Well, a ps auxww | grep 14983 shows my traced process STOPped. That’s not good, it was supposed to be doing 300 messages/second and I started doing this because 30 messages/second was too slow. Now its doing 0 message/second. Shit. kill -CONT 14983… nothin’. ps auxww | grep strace show my strace at 15031 not killed – it is STOPped as expected. kill -CONT 15031… nothin’. kill 15031… nothin’. Fine, be that way: kill -9 15031. That worked.

Now let’s see how if our process is back and running or if it is still in a STOP state needing a SIGCONT to go on with life.

# ps auxww | grep 14983 root
15053  0.0  0.0  4760  672 pts/2    R+   09:21   0:00 grep 14983

WTF?! strace? What the hell did you do to my process? Did I accidentally run you with the --decimate option. In opinion, no analysis tool should damage the process it is looking at.

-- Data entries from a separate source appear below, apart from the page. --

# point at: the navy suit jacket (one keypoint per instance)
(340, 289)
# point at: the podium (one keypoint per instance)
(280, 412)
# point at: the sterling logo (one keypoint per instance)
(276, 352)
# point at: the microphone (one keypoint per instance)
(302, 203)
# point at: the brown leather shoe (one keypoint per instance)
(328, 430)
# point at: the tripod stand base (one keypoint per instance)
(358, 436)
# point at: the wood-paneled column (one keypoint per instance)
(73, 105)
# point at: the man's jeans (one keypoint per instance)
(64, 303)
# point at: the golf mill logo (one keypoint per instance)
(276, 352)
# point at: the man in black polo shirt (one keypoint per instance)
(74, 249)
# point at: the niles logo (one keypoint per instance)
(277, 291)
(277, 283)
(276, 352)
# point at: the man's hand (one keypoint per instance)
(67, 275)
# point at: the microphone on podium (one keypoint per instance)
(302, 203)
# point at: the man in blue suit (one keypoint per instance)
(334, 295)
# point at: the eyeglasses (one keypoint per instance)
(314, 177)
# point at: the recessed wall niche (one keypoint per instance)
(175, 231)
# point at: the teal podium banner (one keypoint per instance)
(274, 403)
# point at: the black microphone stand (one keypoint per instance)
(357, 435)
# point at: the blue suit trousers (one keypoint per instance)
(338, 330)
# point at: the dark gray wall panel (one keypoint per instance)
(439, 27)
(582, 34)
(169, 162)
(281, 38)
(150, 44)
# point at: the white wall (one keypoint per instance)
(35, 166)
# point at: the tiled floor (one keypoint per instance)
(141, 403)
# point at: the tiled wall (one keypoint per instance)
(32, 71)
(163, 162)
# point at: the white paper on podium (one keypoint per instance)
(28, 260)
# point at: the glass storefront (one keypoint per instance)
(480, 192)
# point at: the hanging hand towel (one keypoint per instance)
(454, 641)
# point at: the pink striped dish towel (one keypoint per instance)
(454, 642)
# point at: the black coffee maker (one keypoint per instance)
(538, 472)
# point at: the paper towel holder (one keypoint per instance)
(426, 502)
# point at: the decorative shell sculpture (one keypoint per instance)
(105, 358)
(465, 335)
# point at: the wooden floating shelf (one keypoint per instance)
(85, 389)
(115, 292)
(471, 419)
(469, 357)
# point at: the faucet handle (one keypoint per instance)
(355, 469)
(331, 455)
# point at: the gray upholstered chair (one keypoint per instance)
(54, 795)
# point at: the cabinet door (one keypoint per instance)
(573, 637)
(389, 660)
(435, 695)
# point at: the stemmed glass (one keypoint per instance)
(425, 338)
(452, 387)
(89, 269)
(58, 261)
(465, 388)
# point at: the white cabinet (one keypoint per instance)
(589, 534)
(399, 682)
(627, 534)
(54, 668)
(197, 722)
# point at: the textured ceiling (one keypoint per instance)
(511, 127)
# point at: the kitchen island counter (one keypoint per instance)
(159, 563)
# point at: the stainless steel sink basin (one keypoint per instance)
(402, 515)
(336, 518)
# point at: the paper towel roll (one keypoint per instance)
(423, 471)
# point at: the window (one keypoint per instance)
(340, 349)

While in this particular case I was able to clean up the mess, it wasn’t easy. Never-the-less, cleaning it up by hand wasn’t on my todo list when I started looking at a slowness issue. Sigh.

And, though I can get much much much more granular information to pinpoint my problem using dtrace, I would have to write a dtrace script to accomplish that. And strace is just easier for a first round “What’s up?” to a process. So, unlike my usuall rants about how great dtrace is, this is just a question as to why ktrace on FreeBSD and truss on Solaris work exactly as expected and why strace on Linux does not.